During this year’s World Snooker Championship, we’ll be recalling some of the most memorable moments that took place at the Crucible Theatre in Sheffield.
And so the story goes, that on the night of May 5th in 1997, the streets of Dublin City were so quiet that not one phone call was made to the central barracks – for everyone was at home or in the pub watching one of their own winning his first and only world title.
Unfortunately, a lot has changed since but, back in those days, snooker was as popular up and down the length and breadth of Ireland as most other sports.
The island had produced some great champions already, predominantly from the North with Alex Higgins and Dennis Taylor famously lifting the trophies at the Crucible during the 1980s.
Yet, when Ken Doherty was emerging as a young talent at the turn of the decade, collecting amateur titles for fun before turning pro in 1990, it was clear that he was going to be the player who would predominantly shoulder Irish support in the coming years.
In 1997, it all came together perfectly for the then 27 year-old in Sheffield and, as the seventh seed, he quite comfortably reached his maiden final after victories against Mark Davis, Steve Davis – in which he won with a session to spare – John Higgins, and Alain Robidoux.
The only problem was that, in the final, Doherty was due to face the “King of the Crucible” himself, Stephen Hendry, who hadn’t lost a match at the venue since the quarter-finals in 1991.
Yet, living up to his nickname of “Crafty”, the Dubliner stamped his authority on the contest and, despite his esteemed opponent making all five centuries, Doherty romped away to an 18-12 triumph.

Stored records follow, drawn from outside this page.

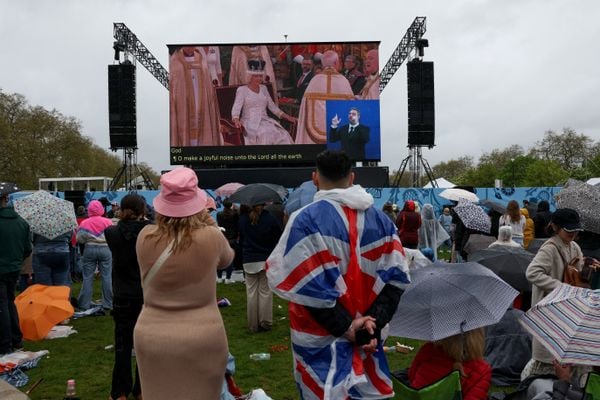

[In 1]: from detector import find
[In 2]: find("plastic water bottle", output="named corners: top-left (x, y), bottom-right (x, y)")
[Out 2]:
top-left (64, 379), bottom-right (80, 399)
top-left (249, 353), bottom-right (271, 361)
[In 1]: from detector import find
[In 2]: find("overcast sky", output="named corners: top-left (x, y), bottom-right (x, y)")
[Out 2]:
top-left (2, 0), bottom-right (599, 175)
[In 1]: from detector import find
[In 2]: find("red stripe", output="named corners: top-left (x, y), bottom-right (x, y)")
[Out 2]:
top-left (276, 250), bottom-right (340, 291)
top-left (363, 355), bottom-right (394, 395)
top-left (288, 303), bottom-right (330, 336)
top-left (361, 239), bottom-right (404, 261)
top-left (296, 358), bottom-right (325, 398)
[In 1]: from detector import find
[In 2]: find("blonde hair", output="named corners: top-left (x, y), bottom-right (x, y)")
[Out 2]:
top-left (149, 211), bottom-right (213, 254)
top-left (434, 328), bottom-right (485, 373)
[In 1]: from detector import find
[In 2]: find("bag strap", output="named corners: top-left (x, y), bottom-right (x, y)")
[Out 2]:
top-left (541, 240), bottom-right (569, 266)
top-left (142, 239), bottom-right (175, 288)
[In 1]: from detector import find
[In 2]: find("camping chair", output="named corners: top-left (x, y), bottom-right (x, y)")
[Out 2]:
top-left (584, 372), bottom-right (600, 399)
top-left (393, 370), bottom-right (463, 400)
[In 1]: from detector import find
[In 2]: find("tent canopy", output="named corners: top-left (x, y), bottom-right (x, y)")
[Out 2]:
top-left (423, 178), bottom-right (456, 189)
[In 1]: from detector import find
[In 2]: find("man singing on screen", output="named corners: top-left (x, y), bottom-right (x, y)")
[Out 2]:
top-left (266, 150), bottom-right (409, 399)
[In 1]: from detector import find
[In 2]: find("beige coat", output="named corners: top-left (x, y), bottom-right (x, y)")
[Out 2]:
top-left (134, 215), bottom-right (234, 400)
top-left (526, 235), bottom-right (583, 363)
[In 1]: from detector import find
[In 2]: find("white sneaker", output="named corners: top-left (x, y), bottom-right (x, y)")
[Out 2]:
top-left (225, 279), bottom-right (233, 284)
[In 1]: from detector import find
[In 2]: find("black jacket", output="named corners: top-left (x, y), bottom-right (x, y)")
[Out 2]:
top-left (329, 123), bottom-right (370, 161)
top-left (105, 219), bottom-right (151, 299)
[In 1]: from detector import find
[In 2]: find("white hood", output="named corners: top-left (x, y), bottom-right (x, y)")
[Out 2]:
top-left (313, 185), bottom-right (373, 211)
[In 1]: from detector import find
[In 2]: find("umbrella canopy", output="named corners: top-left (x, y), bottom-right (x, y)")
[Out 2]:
top-left (454, 200), bottom-right (491, 233)
top-left (388, 261), bottom-right (518, 341)
top-left (556, 179), bottom-right (600, 234)
top-left (227, 183), bottom-right (287, 206)
top-left (520, 283), bottom-right (600, 366)
top-left (215, 182), bottom-right (245, 198)
top-left (14, 190), bottom-right (77, 239)
top-left (468, 247), bottom-right (534, 291)
top-left (15, 284), bottom-right (74, 341)
top-left (439, 188), bottom-right (479, 202)
top-left (0, 182), bottom-right (20, 196)
top-left (284, 180), bottom-right (317, 215)
top-left (480, 199), bottom-right (506, 214)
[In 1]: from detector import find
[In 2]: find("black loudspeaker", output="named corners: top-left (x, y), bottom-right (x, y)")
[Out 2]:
top-left (407, 60), bottom-right (435, 147)
top-left (64, 190), bottom-right (86, 212)
top-left (108, 63), bottom-right (137, 149)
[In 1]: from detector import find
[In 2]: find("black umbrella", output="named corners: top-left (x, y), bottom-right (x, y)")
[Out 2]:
top-left (480, 199), bottom-right (506, 214)
top-left (468, 247), bottom-right (534, 292)
top-left (0, 182), bottom-right (20, 196)
top-left (227, 183), bottom-right (286, 206)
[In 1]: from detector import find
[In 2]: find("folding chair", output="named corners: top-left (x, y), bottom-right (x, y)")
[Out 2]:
top-left (394, 370), bottom-right (463, 400)
top-left (584, 372), bottom-right (600, 399)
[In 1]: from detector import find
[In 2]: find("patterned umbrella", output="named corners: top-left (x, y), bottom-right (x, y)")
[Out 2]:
top-left (439, 188), bottom-right (479, 202)
top-left (215, 182), bottom-right (245, 198)
top-left (0, 182), bottom-right (20, 196)
top-left (14, 190), bottom-right (77, 239)
top-left (454, 199), bottom-right (491, 233)
top-left (556, 179), bottom-right (600, 234)
top-left (388, 261), bottom-right (518, 341)
top-left (520, 283), bottom-right (600, 366)
top-left (284, 180), bottom-right (317, 215)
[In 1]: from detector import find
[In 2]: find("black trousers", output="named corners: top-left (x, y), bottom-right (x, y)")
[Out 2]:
top-left (111, 296), bottom-right (143, 398)
top-left (0, 271), bottom-right (22, 354)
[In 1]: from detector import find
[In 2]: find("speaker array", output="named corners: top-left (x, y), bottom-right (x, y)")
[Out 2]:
top-left (407, 60), bottom-right (435, 147)
top-left (108, 63), bottom-right (137, 149)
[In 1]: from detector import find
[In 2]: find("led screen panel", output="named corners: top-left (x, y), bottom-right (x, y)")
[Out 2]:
top-left (168, 42), bottom-right (381, 165)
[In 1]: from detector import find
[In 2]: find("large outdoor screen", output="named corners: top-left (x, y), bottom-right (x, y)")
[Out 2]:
top-left (168, 42), bottom-right (381, 165)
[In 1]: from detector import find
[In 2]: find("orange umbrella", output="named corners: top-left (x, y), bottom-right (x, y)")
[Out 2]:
top-left (15, 284), bottom-right (74, 341)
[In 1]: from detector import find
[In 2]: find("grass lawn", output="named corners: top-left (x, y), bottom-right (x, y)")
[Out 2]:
top-left (18, 260), bottom-right (515, 399)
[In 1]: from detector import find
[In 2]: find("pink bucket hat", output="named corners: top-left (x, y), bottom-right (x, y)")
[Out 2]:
top-left (153, 168), bottom-right (206, 218)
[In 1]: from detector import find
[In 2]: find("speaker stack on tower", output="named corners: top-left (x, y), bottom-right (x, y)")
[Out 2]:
top-left (407, 60), bottom-right (435, 147)
top-left (108, 62), bottom-right (137, 149)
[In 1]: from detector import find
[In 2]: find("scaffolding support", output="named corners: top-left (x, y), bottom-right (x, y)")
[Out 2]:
top-left (108, 148), bottom-right (155, 191)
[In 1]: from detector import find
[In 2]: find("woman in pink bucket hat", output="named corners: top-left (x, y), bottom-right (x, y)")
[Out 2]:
top-left (133, 167), bottom-right (234, 400)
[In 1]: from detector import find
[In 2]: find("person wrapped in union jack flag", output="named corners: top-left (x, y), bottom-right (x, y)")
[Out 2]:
top-left (266, 150), bottom-right (410, 399)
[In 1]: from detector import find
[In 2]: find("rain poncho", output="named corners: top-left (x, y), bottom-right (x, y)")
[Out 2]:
top-left (417, 204), bottom-right (450, 260)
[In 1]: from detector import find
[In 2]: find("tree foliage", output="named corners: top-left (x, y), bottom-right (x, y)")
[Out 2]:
top-left (431, 128), bottom-right (599, 187)
top-left (0, 90), bottom-right (157, 189)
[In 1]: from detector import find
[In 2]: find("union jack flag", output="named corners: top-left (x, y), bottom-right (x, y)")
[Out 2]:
top-left (267, 192), bottom-right (410, 399)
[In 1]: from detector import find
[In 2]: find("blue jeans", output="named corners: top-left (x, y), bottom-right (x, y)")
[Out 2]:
top-left (0, 271), bottom-right (23, 354)
top-left (32, 252), bottom-right (71, 287)
top-left (77, 245), bottom-right (113, 310)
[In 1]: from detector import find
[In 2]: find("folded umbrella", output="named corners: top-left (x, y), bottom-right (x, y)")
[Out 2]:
top-left (520, 283), bottom-right (600, 366)
top-left (439, 188), bottom-right (479, 203)
top-left (215, 182), bottom-right (245, 198)
top-left (469, 247), bottom-right (534, 292)
top-left (454, 199), bottom-right (491, 234)
top-left (284, 180), bottom-right (317, 215)
top-left (15, 284), bottom-right (74, 341)
top-left (388, 261), bottom-right (518, 341)
top-left (556, 179), bottom-right (600, 234)
top-left (14, 190), bottom-right (77, 239)
top-left (227, 183), bottom-right (287, 206)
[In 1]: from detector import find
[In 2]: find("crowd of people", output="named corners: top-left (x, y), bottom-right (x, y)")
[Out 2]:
top-left (1, 150), bottom-right (599, 399)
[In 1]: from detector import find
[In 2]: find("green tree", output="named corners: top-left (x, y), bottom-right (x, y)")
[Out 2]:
top-left (431, 156), bottom-right (474, 182)
top-left (533, 128), bottom-right (597, 171)
top-left (522, 159), bottom-right (569, 186)
top-left (0, 89), bottom-right (155, 189)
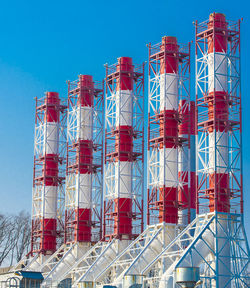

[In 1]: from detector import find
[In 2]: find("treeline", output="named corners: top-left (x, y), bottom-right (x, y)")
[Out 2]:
top-left (0, 211), bottom-right (31, 267)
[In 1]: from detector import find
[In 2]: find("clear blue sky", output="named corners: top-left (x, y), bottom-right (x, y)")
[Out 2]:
top-left (0, 0), bottom-right (249, 240)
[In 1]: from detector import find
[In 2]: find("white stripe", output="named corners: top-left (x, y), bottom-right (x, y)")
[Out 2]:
top-left (208, 53), bottom-right (227, 93)
top-left (160, 74), bottom-right (178, 111)
top-left (44, 123), bottom-right (59, 154)
top-left (159, 148), bottom-right (178, 187)
top-left (116, 90), bottom-right (133, 126)
top-left (76, 173), bottom-right (92, 209)
top-left (43, 186), bottom-right (57, 218)
top-left (77, 106), bottom-right (93, 140)
top-left (114, 161), bottom-right (132, 199)
top-left (209, 131), bottom-right (228, 173)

A year later, Doherty came close to becoming the first player ever to break the “Curse of the Crucible” but agonisingly fell short in the final against John Higgins, and again lost in the decider in 2003 against Mark Williams.
But nobody can take his 1997 victory away from him and his name will forever be etched on that trophy – in doing so, producing one of Ireland’s greatest sporting achievements.